This is a collection of tutorials that show how to use the R.ROSETTA package.

Installation

Installation from github requires devtools package:

install.packages("devtools")

Installation and loading R.ROSETTA package from github:

library(devtools)
install_github("komorowskilab/R.ROSETTA")
library(R.ROSETTA)

Input format

The input is a decision table in a form of data.frame, where the columns represent features and rows represent objects. In the table last column shall contain the decision classes.

Decision table format
	feature_1	feature_2	…	feature_n	outcome
object_1	…	…	…	…	case
object_2	…	…	…	…	control
object_3	…	…	…	…	case
…	…	…	…	…	…
object_n	…	…	…	…	case

To deal with complex decision tables we suggest to use feature selection methods.

Sample data

Synthetic

You can create a synthetic decision table with predefined correlation. Let’s assume that we want to create a decision table with 100 objects and 20 features that level of feature-feature correlation is 0.4 and the level of feature-decision correlation is 0.6. In this example the outcome is balanced and has two decision classes. To generate such data, type:

dt <- synData(nFeatures=20, rf=0.4, rd=0.6, nObjects=100, nOutcome=2, unbalanced=F, seed=1)
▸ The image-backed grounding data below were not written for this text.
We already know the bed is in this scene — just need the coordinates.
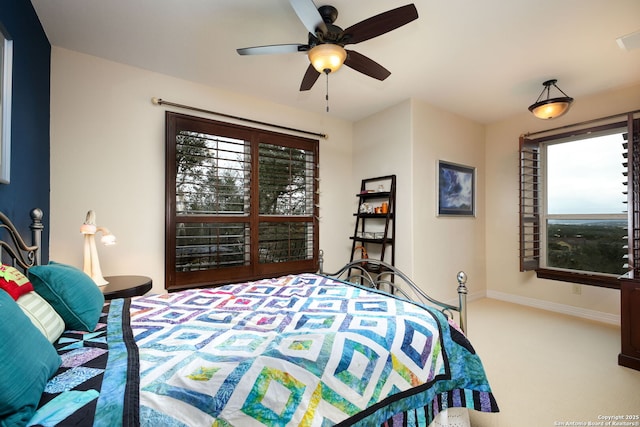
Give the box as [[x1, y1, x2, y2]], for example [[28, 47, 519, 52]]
[[0, 209, 498, 427]]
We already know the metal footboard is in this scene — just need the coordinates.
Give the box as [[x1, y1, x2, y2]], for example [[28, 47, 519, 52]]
[[321, 257, 468, 333]]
Now we add double correlated features at the level of 0.1 and 0.7, and triple correlated features at the level of 0.8 and 0.2. We will set up feature-feature correlation as a constant number 0.5. We set numeric vectors as the parameters, the order of nFeatures and R vectors must correspond to each other:

dt <- synData(nFeatures=c(20,2,2,3,3), rf=c(0.5,0.5,0.5,0.5,0.5), rd=c(0.5,0.1,0.7,0.8,0.2), nObjects=100, nOutcome=2, unbalanced=F, seed=1)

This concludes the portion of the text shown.